Example of uniform but not normal convergence

Question

Let's consider a function series defined as follows. For every $n\in \mathbb N, n\gt 1$, let $ f_n(x):= \frac{1} {n} $ if $x=\frac{1} {n}$ and $f_n(x)=0$ $x\neq\frac{1} {n}$. Prove, using the definition of uniform convergence and the Weierstrass M-test, that $$\sum_{n=1}^{+\infty }f_n(x) $$ converges uniformly but not normally in $\mathbb R$. (I assume a series is normally convergent if $\sum_{n=1}^{+\infty } sup \{ \vert f_n(x) \vert \} $ converges)

My attempt.

For every $n$, $sup \{ \vert f_n(x) \vert; x \in \mathbb R \}= \frac{1} {n} $ and the harmonic series diverges. So we don't have normal convergence. Though, I'm not sure how to do with the uniform convergence. It may seem a trivial question, but I got lost with the epsilons and the supremums. I suspect that it converges to the 0 function, but $ sup \{ \vert \sum_{k=1}^{n} f_k(x) \vert; x \in \mathbb R\} \ge 1=f_1(1)=\sum_{k=1}^{n} f_k(1)$, so it does not tend to 0.

Any help, using the definition or the epsilon?

Answer 1

Given $\epsilon > 0$, note that with $m > n > N$ and $\frac{1}{N} < \epsilon$

$$\left|\sum_{j=n+1}^m f_j(x) \right| = \begin{cases}0, &x \neq \frac{1}{p} \, \text{ where }\,\, p \in \mathbb{N},\\ 0, &x = \frac{1}{p}\, \text{ where }\,\, p \in \mathbb{N}, p \not\in(n,m]\\ \frac{1}p, & x= \frac{1}{p} \, \text{ where }\,\, p \in \mathbb{N}, n < p \leqslant m \end{cases} $$

Since $\frac{1}{p} < \frac{1}{n} < \frac{1}{N} < \epsilon$, it follows that for all $m > n > N$ and all $x \in \mathbb{R}$,

$$\left|\sum_{j=n+1}^m f_j(x) \right| < \epsilon$$

and we have uniform convergence of the series by the Cauchy criterion.

Answer 2

My initial attempt mixed up.
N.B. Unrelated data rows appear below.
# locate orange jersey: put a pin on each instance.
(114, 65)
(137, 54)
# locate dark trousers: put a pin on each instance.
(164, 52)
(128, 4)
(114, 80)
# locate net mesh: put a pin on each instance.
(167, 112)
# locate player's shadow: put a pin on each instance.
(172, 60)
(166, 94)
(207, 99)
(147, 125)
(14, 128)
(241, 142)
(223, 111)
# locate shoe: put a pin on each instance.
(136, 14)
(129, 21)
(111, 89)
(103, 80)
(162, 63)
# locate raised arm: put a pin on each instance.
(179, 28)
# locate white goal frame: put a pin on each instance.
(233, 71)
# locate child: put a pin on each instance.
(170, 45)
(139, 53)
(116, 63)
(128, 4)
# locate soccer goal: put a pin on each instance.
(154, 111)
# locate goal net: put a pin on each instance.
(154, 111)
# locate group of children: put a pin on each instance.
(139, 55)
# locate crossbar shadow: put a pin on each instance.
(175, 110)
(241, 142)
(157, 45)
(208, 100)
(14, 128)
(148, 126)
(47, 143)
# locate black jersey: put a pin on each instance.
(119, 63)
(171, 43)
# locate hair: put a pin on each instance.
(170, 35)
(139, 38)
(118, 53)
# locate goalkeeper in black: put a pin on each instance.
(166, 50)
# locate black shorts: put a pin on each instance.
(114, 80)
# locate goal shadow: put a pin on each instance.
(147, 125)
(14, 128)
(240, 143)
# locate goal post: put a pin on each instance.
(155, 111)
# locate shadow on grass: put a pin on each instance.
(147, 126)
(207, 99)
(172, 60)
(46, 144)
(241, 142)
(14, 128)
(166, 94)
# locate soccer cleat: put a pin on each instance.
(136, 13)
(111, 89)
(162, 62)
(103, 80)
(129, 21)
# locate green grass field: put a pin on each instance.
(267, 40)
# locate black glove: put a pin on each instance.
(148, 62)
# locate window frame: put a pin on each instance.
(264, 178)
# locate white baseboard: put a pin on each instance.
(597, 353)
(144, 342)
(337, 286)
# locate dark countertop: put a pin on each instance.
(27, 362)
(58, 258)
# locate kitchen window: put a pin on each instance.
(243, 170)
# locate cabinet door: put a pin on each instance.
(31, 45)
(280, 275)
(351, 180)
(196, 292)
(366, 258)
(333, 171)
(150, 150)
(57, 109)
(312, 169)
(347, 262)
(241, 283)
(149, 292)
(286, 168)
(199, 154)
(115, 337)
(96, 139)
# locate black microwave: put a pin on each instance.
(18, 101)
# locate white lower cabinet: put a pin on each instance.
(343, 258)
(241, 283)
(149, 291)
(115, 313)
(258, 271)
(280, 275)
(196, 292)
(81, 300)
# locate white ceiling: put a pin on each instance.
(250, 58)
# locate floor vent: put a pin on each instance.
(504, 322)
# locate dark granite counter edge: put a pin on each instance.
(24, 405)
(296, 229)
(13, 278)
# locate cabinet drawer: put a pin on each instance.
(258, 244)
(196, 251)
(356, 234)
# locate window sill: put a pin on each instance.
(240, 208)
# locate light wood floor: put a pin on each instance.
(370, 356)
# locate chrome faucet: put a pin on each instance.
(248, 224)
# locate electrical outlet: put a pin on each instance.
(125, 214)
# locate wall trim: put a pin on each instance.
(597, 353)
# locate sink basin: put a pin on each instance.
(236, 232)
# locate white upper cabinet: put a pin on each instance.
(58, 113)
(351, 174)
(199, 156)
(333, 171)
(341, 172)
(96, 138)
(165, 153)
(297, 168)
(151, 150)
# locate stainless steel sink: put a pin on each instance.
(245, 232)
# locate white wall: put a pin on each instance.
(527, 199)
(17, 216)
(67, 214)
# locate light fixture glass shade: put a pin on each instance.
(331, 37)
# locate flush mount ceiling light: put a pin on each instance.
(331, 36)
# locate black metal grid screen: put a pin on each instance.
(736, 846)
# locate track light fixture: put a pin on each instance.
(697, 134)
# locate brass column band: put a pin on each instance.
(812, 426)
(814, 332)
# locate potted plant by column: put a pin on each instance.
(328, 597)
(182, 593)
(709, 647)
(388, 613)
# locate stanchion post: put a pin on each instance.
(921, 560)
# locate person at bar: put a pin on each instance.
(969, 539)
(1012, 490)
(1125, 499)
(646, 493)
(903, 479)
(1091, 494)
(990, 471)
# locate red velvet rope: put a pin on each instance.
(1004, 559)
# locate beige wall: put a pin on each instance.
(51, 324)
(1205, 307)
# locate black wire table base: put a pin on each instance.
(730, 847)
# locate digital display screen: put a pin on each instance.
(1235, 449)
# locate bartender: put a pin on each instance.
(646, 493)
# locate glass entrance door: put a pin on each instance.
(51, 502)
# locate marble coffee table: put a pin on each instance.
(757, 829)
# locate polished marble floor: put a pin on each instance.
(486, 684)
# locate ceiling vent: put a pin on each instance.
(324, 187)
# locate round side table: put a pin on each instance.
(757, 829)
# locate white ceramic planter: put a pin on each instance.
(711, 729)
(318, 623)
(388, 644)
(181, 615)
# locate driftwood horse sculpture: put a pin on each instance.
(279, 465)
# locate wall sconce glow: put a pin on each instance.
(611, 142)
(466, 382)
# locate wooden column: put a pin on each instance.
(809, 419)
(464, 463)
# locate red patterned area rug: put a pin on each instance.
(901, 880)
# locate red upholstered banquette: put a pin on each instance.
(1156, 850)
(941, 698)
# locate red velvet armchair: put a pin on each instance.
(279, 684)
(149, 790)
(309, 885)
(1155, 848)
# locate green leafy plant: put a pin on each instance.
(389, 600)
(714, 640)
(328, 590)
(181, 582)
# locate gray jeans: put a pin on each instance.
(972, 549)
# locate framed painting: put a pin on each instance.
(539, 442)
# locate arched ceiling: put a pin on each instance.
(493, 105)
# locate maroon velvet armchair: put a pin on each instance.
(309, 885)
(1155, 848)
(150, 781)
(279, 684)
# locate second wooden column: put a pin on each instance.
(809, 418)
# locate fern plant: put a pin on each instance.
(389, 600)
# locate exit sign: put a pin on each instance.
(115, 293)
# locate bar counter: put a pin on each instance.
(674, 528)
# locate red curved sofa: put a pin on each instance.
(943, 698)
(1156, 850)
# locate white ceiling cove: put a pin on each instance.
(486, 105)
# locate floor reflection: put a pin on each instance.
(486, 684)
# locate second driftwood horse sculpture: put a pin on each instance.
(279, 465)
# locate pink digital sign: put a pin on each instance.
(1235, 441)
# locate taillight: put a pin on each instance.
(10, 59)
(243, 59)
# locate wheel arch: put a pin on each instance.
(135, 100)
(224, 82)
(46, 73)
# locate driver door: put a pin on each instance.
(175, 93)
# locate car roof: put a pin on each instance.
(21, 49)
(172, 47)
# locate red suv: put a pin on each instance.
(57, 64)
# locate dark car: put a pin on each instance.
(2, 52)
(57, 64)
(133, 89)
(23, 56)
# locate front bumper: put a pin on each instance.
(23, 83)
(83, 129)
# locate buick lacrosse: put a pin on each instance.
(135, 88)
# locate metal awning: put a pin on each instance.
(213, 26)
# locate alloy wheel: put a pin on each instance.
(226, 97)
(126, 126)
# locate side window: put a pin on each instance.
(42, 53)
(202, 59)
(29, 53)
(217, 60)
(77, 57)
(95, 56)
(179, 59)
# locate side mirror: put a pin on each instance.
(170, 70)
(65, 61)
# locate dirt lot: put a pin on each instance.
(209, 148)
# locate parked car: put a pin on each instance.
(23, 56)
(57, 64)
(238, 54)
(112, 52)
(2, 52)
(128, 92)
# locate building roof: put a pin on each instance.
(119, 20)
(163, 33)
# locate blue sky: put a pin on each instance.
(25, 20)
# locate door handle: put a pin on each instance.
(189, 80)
I was looking at the right sum, but drew the wrong conclusion. I must not be feeling well today, because it's the second answer I've screwed up.

Let $$S=\left\{1/n\mid n\in \mathbb{Z}^+\right\}$$ Then it's obvious that the sum converges pointwise to $$f(x)=\begin{cases}x,&x\in S\\0,&\text{otherwise}\end{cases}$$ because for each $x$, $f_k(x)\neq0$ for at most one value of $k$. Then we have $$f(x)-\sum_{k=1}^nf_k(x)=\begin{cases}x,&x\in S, \frac1x>n\\0,&\text{otherwise}\end{cases}$$

For all $n>\frac1\varepsilon$, the above difference is $<\varepsilon$, so the convergence is uniform.

In answer to your comment, note that $$\left\lvert f(x)-\sum_{k=1}^nf_k(x)\right\rvert=\left\lvert\sum_{k=n+1}^nf_k(x)\right\rvert$$ and uniform convergence means that the last expression is uniformly small.